Run the following command to view content in the /output/res directory:
hadoop fs -ls /output/res
The word statistics results are stored in the files whose names start with “part”.
Run the following commands to download the part-r-00002 file to a local PC:
hadoop fs -get /output/res/part-r-00002 .
ls
Run the vim part-r-00002 command to open the file. Words and their frequencies are displayed.
4.4 Run the keyword query job
Run the following command to view the quantity of “Harry” in the story file and save the result file to the /output/res1 directory of the Hadoop file system:
hadoop jar hadoop-mapreduce-examples-2.7.2.jar grep /input/ /output/res1 Harry
Run the following command. The result file appears.
hadoop fs -ls /output/res1
Run the following command to view the result file:
hadoop fs -cat /output/res1/part-r-00000
You can view the frequency of “Harry.”
4.5 Run the job that generates a random text file of a specified size
Run the following command to generate a random text file whose size is 100 MB and save the file to the /output/res2 directory of the Hadoop file system:
hadoop jar hadoop-mapreduce-examples-2.7.2.jar randomtextwriter -D mapreduce.randomtextwriter.totalbytes=100000000 /output/res2
Run the following command to view the result file:
hadoop fs -ls /output/res2
Run the following command to download the result file to a local PC:
hadoop fs -get /output/res2/part-m-00000 .
ls
Run the vim part-m-00000 command to open the file.

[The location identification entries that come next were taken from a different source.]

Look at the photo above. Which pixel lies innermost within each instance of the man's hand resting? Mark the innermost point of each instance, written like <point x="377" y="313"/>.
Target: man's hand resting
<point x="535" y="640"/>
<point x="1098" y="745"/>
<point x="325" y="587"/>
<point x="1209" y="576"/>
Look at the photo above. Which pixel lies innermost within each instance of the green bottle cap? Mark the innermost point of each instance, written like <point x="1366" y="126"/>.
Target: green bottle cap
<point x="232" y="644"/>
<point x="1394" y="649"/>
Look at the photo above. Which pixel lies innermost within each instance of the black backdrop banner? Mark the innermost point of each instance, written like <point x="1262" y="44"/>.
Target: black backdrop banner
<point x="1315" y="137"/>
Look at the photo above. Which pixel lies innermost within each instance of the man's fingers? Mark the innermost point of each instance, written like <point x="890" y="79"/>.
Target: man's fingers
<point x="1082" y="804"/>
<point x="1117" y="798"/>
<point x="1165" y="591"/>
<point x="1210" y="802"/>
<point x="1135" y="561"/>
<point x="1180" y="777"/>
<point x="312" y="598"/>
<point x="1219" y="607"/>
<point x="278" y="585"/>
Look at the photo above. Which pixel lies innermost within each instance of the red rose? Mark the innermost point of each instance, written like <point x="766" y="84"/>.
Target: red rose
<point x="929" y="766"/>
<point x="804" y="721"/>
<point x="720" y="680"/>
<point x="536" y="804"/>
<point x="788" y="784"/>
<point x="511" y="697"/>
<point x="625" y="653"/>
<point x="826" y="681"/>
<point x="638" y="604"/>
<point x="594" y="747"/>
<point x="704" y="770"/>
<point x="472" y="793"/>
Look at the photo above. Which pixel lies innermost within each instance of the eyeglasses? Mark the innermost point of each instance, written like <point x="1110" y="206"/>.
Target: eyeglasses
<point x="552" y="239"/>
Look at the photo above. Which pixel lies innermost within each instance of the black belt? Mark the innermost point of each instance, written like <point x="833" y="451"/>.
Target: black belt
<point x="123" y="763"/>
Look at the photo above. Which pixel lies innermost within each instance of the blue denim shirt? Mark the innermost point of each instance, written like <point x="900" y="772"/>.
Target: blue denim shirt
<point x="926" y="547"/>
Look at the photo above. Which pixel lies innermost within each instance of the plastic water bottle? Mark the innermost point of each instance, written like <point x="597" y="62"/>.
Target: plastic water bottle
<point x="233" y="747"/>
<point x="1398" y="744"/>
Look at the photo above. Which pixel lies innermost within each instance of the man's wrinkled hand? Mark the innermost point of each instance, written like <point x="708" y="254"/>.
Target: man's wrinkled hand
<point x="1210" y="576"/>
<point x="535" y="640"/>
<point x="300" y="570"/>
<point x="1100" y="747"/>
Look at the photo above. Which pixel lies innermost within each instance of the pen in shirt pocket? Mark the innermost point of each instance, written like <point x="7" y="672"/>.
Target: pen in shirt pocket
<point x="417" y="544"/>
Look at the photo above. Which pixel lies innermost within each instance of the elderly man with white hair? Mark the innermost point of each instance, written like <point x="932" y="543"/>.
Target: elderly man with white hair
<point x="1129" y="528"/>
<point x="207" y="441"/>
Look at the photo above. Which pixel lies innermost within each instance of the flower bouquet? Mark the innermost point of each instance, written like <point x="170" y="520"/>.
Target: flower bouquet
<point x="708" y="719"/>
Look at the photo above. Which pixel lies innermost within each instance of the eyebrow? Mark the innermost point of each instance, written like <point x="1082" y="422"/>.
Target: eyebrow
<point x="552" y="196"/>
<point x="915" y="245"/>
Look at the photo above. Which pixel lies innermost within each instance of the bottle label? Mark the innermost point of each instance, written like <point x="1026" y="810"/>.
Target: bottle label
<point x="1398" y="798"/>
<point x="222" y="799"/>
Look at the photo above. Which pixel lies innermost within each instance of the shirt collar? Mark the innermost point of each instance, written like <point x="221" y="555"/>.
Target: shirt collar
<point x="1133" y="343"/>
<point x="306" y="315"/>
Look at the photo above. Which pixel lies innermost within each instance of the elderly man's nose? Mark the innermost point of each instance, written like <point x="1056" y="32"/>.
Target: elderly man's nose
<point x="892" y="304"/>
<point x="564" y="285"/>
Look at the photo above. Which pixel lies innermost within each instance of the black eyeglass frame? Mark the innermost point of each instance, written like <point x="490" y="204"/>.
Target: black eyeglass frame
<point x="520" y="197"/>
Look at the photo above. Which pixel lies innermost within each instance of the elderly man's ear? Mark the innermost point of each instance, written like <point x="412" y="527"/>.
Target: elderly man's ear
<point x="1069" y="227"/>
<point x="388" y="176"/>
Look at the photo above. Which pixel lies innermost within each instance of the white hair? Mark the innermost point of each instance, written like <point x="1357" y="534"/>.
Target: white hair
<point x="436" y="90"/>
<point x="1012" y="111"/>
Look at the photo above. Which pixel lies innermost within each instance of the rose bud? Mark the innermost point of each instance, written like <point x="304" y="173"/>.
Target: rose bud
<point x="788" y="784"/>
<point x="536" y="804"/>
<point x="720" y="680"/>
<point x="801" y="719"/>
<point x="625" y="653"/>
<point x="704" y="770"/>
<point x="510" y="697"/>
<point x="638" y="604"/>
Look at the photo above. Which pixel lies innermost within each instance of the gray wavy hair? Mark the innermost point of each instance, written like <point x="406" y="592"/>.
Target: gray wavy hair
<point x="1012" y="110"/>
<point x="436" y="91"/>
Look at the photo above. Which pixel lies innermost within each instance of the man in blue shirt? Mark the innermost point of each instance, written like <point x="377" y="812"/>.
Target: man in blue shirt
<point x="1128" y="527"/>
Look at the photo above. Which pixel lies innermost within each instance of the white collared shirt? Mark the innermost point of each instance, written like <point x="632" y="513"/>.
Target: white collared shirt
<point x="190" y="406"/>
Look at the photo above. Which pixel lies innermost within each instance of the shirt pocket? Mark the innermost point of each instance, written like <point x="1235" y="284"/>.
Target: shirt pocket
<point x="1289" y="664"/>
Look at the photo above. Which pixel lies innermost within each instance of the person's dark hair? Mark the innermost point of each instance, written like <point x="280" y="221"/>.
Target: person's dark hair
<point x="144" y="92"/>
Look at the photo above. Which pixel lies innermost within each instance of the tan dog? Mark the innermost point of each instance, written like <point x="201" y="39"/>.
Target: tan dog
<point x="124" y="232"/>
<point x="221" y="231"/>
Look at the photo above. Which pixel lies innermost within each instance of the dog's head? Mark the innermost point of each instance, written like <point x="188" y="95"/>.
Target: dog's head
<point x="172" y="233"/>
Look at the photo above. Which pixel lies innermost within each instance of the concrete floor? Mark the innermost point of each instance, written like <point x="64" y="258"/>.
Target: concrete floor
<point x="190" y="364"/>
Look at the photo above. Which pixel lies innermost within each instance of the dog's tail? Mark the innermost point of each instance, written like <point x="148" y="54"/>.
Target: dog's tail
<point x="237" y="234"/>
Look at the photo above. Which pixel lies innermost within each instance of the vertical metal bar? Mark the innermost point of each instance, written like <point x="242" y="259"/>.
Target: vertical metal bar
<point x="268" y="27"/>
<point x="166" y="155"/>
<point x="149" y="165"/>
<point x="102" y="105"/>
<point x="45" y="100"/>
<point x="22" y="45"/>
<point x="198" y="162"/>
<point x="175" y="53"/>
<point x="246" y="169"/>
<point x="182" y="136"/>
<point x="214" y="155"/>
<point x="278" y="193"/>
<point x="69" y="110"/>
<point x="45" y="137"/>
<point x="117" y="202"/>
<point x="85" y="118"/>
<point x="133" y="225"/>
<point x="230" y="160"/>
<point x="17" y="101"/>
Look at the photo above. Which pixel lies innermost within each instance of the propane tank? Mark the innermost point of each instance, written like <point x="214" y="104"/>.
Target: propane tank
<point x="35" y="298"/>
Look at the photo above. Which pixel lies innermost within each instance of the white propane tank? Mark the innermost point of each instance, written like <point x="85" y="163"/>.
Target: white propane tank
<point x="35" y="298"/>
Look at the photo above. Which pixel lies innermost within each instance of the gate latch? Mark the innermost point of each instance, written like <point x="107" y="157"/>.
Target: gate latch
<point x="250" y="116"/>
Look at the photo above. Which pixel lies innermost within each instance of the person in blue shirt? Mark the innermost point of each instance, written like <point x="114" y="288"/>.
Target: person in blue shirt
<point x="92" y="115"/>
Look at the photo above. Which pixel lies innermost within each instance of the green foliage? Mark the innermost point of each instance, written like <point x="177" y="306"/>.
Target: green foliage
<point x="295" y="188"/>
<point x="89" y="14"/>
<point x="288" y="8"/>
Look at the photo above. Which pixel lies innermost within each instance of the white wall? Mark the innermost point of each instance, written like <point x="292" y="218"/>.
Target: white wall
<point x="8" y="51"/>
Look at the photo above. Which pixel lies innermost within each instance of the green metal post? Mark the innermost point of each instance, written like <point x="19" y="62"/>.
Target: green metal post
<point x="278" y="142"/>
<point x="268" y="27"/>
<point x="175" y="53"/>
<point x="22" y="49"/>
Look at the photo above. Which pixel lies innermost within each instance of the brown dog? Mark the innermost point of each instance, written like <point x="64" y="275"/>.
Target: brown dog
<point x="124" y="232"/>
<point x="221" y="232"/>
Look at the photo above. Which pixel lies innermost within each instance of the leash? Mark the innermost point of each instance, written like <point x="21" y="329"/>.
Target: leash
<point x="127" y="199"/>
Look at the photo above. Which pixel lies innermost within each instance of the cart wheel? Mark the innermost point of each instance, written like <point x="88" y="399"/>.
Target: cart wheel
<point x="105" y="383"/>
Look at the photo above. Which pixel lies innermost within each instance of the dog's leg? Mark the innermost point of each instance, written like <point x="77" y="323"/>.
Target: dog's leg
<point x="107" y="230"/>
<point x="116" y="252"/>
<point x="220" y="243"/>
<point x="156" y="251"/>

You can view the file content, most of which is meaningless words.
Reminder:
Before you leave this lab, remember to log out your Alibaba RAM account before you click the ‘stop’ button of your lab. Otherwise you’ll encounter some issues when opening a new lab session in the same browser:
5. Experiment summary
This experiment describes how to run Hadoop jobs in an E-MapReduce cluster. Compared with a self-built cluster, an E-MapReduce cluster is more economical and easier to use. It not only reduces cluster maintenance costs but also spares you from cluster building operations, such as purchase, preparation, and O&M. The E-MapReduce cluster enables you to focus on program design related to the business logic and greatly improves your work efficiency.